On Thu, 22 May 2008,petersprcwrote:

I wouldn't say his method is terrible since it works fine for a
small-to-medium sized app. Adjust the polling interval to
something reasonable so you don't eat the CPU.


I'm not saying it won't work, i'm saying it's a terrible design.

You may be prematurely optimizing.


There's premature optimisation and there's just not being silly.


I totally agree with you that synchronization is superior to polling.
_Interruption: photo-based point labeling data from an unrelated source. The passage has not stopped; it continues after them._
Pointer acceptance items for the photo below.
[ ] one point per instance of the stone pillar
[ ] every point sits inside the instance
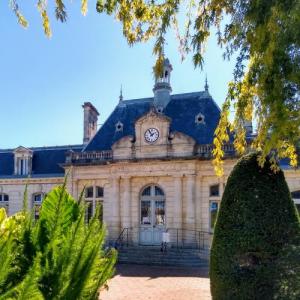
(114, 222)
(126, 198)
(198, 202)
(190, 210)
(176, 235)
(177, 216)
My point was, realistically, the performance cost of polling is
negligible in the poster's scenario. Say you had 100 concurrent
instances polling at 2 second intervals. That's 50 lookups per second
with some waking involved. The total overhead might not even reach
0.0001% of a single CPU on commodity hardware. So, there shouldn't be
any concern about doing this on a shared host, which is why I said his
solution is fine.


You have a point there. I hadn't considered the possibility that he was
using a sleep interval between polls, which was silly of me. A sleeping
poll would indeed be entirely practical.

There's no need to rewrite his code and potentially introduce race
conditions or deadlocks.


I don't think he's likely to get either of those. The solution i suggested
is functionally interchangeable with repeated polling, so it only
introduces a deadlock where he already had an infinite loop.
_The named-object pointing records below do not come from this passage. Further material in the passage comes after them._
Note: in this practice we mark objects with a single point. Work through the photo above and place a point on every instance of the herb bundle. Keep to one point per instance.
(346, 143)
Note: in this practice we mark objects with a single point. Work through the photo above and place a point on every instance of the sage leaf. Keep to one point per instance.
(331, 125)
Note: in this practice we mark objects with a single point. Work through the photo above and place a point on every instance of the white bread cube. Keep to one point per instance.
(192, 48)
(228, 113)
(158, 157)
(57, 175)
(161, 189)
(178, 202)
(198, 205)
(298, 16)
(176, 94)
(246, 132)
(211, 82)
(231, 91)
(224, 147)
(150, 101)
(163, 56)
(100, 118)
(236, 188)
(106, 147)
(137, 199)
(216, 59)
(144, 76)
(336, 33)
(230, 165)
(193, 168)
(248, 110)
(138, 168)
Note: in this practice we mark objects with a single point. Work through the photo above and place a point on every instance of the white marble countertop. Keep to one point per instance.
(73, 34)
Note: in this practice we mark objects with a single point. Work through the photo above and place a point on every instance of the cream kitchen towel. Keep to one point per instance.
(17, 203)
A robust, buffering, message queue that supports multiple listeners who
can possibly drop and reconnect requires slightly more implementation...


And isn't necessary here.

The main bottleneck is the number of simultaneous connections, which you
would run out of way before polling becomes an issue. A plain socket app
would be a bigger win as the overhead of each connection is much lower
than a full HTTP session and you can use select directly on the sockets,
thus avoiding any polling entirely.


The HTTP server could be implemented with select for all we know.

Using sockets and select directly means dealing with inside-out control
flow, where rather than reading and writing from the socket, you have to
return control from your code to the select loop, which is a huge headache
in a language without coroutines.

A typical server may only be handle to a few hundred simultaneous
transactions, so the poster will need a dedicated server at that
point. And yes, I would use a synchronized message queue that
broadcasts all the messages in a game to all the observers who attach
to it.

And of course the plain socket app or RMI servlet make it easy to do
asynchronous messaging with no polling.

JMS - Jave Message Service - would be the next step, as that can be
distributed across machines. Then there's Sun Darkstar which is
designed to handle very large virtual worlds...


If the OP's game gets to that scale, he should certainly get back to us
for fresh advice!

The code is here:

http://safari.oreilly.com/0596000405/jservlet2-CHP-10-SECT-3


Links to pay subscription resources: not helpful.